The publishing industry is bracing for a public push back on pending investigative books about Supreme Court Associate Justice Brett Kavanaugh after the New York Times fumbled its debut of theirs.
“The epic bomb of the NYT Kavanaugh book will hit the two remaining Kavanaugh ‘take downs,’” said a Washington book agent. Those books are coming from Washington Post columnist Ruth Marcus and Los Angeles Times Washington Editor Jackie Calmes.
While the sales numbers won’t be out for a week, the Times book, The Education of Brett Kavanaugh: An Investigation, has stumbled and may not even make it on to the Times’ best-seller list.

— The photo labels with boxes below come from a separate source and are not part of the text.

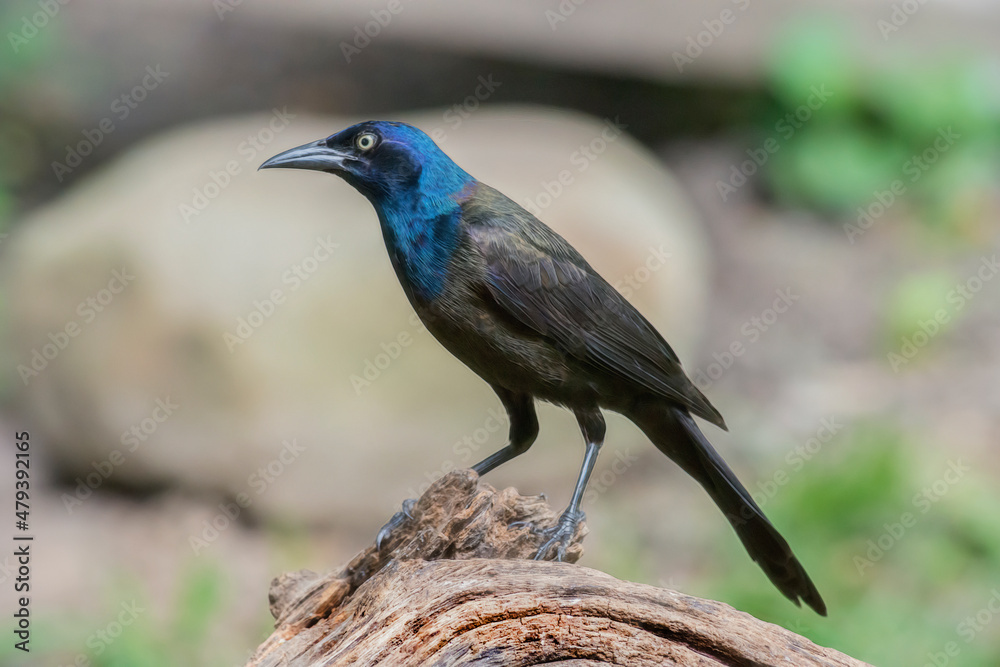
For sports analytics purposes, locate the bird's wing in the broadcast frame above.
[469,225,725,428]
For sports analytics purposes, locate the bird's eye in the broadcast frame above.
[355,132,375,151]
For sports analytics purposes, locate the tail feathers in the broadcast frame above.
[628,403,826,616]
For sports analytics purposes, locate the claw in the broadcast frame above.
[535,510,584,562]
[375,498,417,551]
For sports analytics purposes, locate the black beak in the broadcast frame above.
[257,139,354,172]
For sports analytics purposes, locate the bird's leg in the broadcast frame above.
[472,386,538,476]
[375,498,417,551]
[535,408,607,561]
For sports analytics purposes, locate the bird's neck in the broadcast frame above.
[373,192,461,301]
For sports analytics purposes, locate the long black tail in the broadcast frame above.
[626,401,826,616]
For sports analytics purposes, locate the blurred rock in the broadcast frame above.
[0,108,707,528]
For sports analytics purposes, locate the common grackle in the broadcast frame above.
[260,121,826,615]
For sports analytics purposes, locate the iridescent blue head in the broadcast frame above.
[260,121,476,299]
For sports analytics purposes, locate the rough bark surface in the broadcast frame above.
[248,470,865,667]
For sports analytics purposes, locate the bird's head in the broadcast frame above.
[259,121,473,207]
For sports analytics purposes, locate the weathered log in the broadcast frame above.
[248,470,864,667]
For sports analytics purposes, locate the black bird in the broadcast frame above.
[260,121,826,615]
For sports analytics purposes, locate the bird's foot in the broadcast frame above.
[375,498,417,551]
[535,510,586,562]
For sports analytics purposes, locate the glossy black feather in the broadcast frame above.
[262,121,826,614]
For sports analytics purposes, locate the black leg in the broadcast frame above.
[472,387,538,476]
[535,409,607,561]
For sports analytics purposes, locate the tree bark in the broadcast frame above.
[248,470,865,667]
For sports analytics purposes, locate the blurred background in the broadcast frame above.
[0,0,1000,666]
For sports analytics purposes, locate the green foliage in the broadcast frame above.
[764,20,1000,229]
[697,423,1000,667]
[23,563,246,667]
[884,271,959,351]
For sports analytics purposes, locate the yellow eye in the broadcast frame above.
[355,132,375,151]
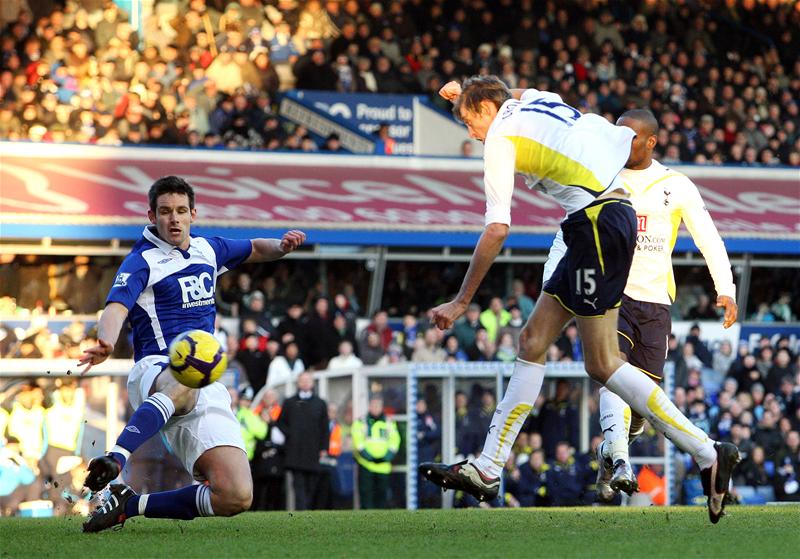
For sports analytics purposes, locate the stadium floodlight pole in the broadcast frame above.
[406,365,419,510]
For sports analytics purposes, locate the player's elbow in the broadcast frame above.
[483,223,509,243]
[215,487,253,516]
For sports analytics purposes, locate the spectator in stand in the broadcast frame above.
[480,297,511,343]
[358,330,386,365]
[453,303,482,348]
[266,342,306,392]
[303,297,338,369]
[327,340,364,370]
[538,379,578,456]
[0,0,800,166]
[411,328,447,363]
[367,309,394,351]
[276,373,330,510]
[505,279,535,322]
[236,333,272,399]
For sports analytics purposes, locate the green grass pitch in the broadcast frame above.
[0,506,800,559]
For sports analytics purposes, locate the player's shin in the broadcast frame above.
[125,484,214,520]
[606,363,717,469]
[111,392,175,467]
[474,359,544,478]
[600,386,631,462]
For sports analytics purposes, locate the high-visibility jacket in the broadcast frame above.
[45,392,85,452]
[0,408,8,445]
[236,408,268,460]
[328,421,342,458]
[352,414,400,474]
[8,402,45,460]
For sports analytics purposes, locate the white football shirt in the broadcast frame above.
[483,89,635,225]
[620,160,736,305]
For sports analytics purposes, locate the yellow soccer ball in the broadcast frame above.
[169,330,228,388]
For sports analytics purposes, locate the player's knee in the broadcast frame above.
[519,328,548,362]
[584,356,619,384]
[214,483,253,516]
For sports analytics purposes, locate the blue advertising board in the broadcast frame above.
[289,90,414,155]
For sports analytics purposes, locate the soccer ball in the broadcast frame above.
[169,330,228,388]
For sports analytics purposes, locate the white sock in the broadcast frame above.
[606,363,717,469]
[600,386,631,462]
[473,359,544,477]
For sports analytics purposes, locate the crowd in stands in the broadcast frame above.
[0,0,800,167]
[0,257,800,511]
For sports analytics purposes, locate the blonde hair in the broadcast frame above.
[453,76,511,121]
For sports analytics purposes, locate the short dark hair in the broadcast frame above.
[617,109,658,136]
[147,175,194,213]
[453,76,511,121]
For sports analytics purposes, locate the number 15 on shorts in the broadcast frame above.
[575,268,597,295]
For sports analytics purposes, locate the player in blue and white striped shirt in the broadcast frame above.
[79,176,305,532]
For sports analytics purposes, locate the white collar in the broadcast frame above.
[142,225,192,258]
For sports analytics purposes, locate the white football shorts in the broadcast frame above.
[128,355,245,481]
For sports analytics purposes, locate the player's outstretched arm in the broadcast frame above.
[245,229,306,262]
[681,179,739,328]
[717,295,739,328]
[429,223,509,330]
[78,303,128,375]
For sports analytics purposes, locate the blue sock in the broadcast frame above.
[125,485,214,520]
[109,392,175,468]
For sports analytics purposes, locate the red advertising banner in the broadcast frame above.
[0,143,800,240]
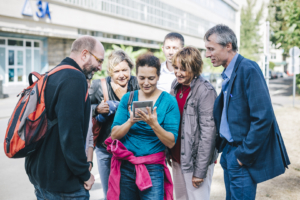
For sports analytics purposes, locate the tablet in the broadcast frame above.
[132,101,153,118]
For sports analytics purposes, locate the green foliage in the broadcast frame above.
[93,44,148,80]
[296,74,300,94]
[240,0,265,61]
[269,62,275,70]
[268,0,300,56]
[154,45,166,63]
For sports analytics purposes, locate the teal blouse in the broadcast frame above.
[111,90,180,156]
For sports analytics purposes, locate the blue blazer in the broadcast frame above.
[214,55,290,183]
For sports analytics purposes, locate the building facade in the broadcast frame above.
[0,0,240,86]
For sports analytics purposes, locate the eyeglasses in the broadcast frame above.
[89,51,103,65]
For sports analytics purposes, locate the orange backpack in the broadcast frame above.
[4,65,88,158]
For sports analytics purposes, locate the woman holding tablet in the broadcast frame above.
[89,50,139,199]
[108,54,180,200]
[171,47,218,200]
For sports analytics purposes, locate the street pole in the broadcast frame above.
[293,73,296,107]
[264,21,270,88]
[289,47,300,107]
[292,48,296,107]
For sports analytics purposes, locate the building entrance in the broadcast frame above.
[6,47,26,83]
[0,37,42,86]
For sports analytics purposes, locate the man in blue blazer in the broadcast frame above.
[204,25,290,200]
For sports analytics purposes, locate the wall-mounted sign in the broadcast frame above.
[22,0,33,17]
[36,0,51,19]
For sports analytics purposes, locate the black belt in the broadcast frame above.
[227,141,241,147]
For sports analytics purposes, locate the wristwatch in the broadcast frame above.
[88,161,94,168]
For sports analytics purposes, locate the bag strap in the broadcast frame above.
[100,78,109,102]
[127,91,134,108]
[28,72,42,85]
[47,65,80,76]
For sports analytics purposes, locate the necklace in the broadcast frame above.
[179,85,189,99]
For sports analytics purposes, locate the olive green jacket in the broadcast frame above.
[170,75,218,178]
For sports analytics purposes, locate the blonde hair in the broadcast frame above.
[172,46,203,81]
[107,49,134,76]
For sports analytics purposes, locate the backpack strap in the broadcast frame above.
[100,78,109,102]
[127,91,134,108]
[28,72,42,85]
[48,65,80,76]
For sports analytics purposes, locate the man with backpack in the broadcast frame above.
[25,36,104,200]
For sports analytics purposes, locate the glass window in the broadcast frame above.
[17,51,23,65]
[34,42,40,47]
[26,49,32,76]
[0,39,5,44]
[8,40,23,47]
[8,50,15,65]
[17,68,23,82]
[0,47,6,83]
[8,69,15,82]
[34,50,41,72]
[26,41,31,47]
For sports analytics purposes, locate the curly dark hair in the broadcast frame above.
[135,53,160,76]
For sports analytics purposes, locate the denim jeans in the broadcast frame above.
[220,144,257,200]
[120,161,164,200]
[34,185,90,200]
[96,147,112,200]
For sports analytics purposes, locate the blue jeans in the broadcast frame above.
[34,185,90,200]
[220,144,257,200]
[96,147,112,200]
[120,161,164,200]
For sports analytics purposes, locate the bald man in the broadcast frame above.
[25,36,104,200]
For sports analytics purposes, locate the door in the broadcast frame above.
[7,47,25,84]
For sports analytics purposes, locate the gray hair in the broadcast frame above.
[71,35,97,52]
[204,24,238,52]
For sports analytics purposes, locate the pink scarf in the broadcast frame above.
[105,137,173,200]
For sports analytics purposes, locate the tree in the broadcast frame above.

It ranks 690th on Amazon, a 200-point drop in just one day.
In total, Kavanaugh is the subject of at least 10 finished or pending books.
Reporters who covered the Kavanaugh Senate confirmation hearings said that the Times book was newsy, but the paper mishandled the debut in the paper by leaving out key details of an alleged sexual assault by Kavanaugh the the victim didn’t remember.
Ryan Lovelace, who recently released his book on the hearings, Search and Destroy: Inside the Campaign against Brett Kavanaugh, said the Times book could undermine the public’s trust in journalists and the court.
“The newest rumors against Justice Kavanaugh traded up the chain of the press just the same way that last year’s sexual misconduct allegations did. This is how nonsense becomes nightly news — through a compliant press, activist lawyers, and ambitious politicians with ulterior motives,” he said in an interview.
What’s more, he added, “The legitimacy and authority of the Supreme Court is under attack and the public’s confidence in the judiciary is what’s at stake now.”